Para Santin, a tendência é que os frigoríficos brasileiros continuem vendendo aos chineses, mesmo com a rentabilidade prejudicada pelas novas tarifas. Se assim for, não haverá sobras de pés de frango. E, mesmo que os embarques à China diminuiam, os pés de frango não inundarão os supermercados, mas serão transformados em ração para cães e gatos. Em outras palavras, a China não será responsável por aliviar o preço da carne de frango para os brasileiros.
Se é negativa para os consumidores, a redução da oferta de frango pode ser uma luz no fim do túnel para os frigoríficos. “A rentabilidade da indústria acabará melhorando no segundo semestre”, disse o analista do Rabobank.

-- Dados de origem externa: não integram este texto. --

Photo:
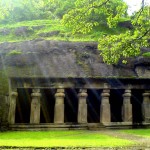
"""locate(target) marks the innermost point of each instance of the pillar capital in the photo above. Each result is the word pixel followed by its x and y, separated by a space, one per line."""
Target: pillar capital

De quebra, a alta dos preços do frango pode ajudar os frigoríficos de carne bovina, que sofreram ao longo do primeiro semestre deste ano para concorrer pela preferência dos consumidores.
Segundo o Rabobank, em boa parte deste primeiro semestre era possível comprar mais de três quilos de carne de frango pelo preço de um quilo de carne bovina. Agora, com a recuperação do preço da ave, essa relação caiu para cerca de 2,5 quilos de frango para um quilo de carne bovina (Assessoria de Comunicação, 11/6/18)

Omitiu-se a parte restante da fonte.